The best way to spend two days in Plovdiv, Bulgaria’s second biggest city, is to combine planned activities with enough time to stroll without a specific destination. For the past several years, its flourishing culture has been changing it, altogether in a good direction, and creative bars, shops, or art venues pop up almost daily.
Start with the Old Town – the highlight of the city where its more than 8,000-year old history started. Visit a few of the old houses turned into museums – the Ethnographic Museum and the Renaissance Exhibition of the Regional History Museum have the most extensive collections of historical items, retro-styled rooms, and explanation of what life used to be here two centuries ago. Balabanov House often hosts concerts and literature readings, while the Gallery of Zlatyu Boyadzhiev will introduce you to one of the most iconic Bulgarian painters.
Stop for lunch at the restaurant with one of the best views in Plovdiv, Philippolis. It is actually part of a complex with a private museum, art gallery, and art shop.
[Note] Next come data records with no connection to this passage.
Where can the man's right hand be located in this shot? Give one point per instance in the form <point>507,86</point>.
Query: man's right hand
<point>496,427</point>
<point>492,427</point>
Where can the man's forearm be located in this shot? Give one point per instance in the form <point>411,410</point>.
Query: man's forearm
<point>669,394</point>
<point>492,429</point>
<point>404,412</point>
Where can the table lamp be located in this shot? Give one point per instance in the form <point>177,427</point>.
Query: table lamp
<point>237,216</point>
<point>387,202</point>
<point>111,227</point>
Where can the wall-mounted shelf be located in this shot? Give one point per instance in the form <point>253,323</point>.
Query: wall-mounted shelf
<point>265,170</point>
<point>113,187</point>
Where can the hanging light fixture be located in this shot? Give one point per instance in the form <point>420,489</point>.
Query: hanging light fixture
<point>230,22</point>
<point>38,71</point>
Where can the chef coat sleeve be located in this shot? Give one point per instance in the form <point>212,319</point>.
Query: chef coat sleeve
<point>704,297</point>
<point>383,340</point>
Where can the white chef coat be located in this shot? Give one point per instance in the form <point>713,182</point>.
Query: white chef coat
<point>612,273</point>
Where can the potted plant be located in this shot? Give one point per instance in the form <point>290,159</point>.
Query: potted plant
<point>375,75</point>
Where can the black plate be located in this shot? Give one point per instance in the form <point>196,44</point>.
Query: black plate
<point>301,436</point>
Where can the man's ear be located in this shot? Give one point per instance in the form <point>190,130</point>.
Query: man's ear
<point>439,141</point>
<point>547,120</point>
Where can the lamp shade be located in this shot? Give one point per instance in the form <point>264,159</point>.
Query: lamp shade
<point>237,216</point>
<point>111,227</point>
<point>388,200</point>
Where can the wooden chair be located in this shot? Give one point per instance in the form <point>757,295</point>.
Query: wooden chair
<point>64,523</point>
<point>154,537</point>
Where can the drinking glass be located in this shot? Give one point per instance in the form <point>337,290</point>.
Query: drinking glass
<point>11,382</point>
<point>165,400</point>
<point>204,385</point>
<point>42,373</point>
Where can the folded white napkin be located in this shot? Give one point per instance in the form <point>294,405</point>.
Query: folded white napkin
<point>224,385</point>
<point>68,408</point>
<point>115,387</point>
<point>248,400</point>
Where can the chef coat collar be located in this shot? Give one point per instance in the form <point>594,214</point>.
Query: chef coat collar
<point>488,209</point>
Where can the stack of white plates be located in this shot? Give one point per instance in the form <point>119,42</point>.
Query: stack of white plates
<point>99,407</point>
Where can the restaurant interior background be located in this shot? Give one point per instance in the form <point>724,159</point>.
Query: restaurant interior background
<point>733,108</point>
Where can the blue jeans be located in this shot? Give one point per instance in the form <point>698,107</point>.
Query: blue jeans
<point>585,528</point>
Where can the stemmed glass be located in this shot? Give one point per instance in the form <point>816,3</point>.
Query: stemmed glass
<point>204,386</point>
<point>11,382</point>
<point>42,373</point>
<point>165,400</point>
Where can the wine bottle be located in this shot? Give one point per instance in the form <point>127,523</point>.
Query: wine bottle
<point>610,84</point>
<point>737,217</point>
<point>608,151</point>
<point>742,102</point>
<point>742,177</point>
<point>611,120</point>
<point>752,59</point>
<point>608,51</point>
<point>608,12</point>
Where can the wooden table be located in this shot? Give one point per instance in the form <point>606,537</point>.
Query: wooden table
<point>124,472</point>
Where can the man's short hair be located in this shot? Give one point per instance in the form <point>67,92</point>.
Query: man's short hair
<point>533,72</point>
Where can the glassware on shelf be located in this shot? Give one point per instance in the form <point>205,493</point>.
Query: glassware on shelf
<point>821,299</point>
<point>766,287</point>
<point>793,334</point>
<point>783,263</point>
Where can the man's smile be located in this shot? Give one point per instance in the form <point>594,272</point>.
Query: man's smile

Explore the pedestrian Knyaz Alexander I Street, one of the longest walking streets in Bulgaria. Take a look at the Dzhumaya Mosque and find a refuge from the heat in the tiny park behind it, where you can see the names of famous Bulgarian authors written on the ground. Right next to the mosque, one level below, you can visit the remains of the Roman stadium where sports events took place. There is a hall where you can watch a short 3D animated movie about the history of the stadium.
Save the evening for one of the more recently renovated attractions favored by the residents of Plovdiv, the Singing Fountains. In the summer after dark, the fountain splashes playfully while you listen to retro Bulgarian songs, classical music, and famous tango melodies. The colorful lights shimmer, following the rhythm and creating that feeling for the dancing waters. The show takes place a few days a week, but as the dates vary, it’s better to ask for information at the local Tourist Information Center (+359 32 656 794; +359 32 620 229).
The fountains are off before midnight, so you can go to the Kapana district (between the mosque and the Maritsa River) to check the best craft beers and wine selections in town.
Get back to Kapana for your morning coffee, or drop by the nearby Dzhumaya Turkish Coffee and Pastry Shop (it is basically housed in part of the Dzhumaya Mosque). Indulge in some people-watching as Plovdiv dwellers normally do, especially on weekends. You can check the main pedestrian Knyaz Alexander I Street for shopping opportunities, from clothes (mainly local brands but a few international brands stores are available as well) to souvenirs.
A 10-minute walk from the pedestrian zone, the impressive Ancient Theater towers with its ancient columns (some of them restored, others recreated). It is located right over a traffic tunnel and you can see the cars passing below. The theater was used for theater performances and gladiator fights, and it is still in use today, hosting a number of opera performances and concerts under the stars in the summer.
Plovdiv is located on and around several hills, and the best sunset spots are on top one of them. The easiest to access is the point on top of the Old Town (where the Puldin Fortress used to be, though nothing but a few stones remain today) where friends and couples gather to watch the sun setting over the buildings and the river. Make sure you camera’s battery is charged, as you may want to take advantage of the perfect photo opportunities.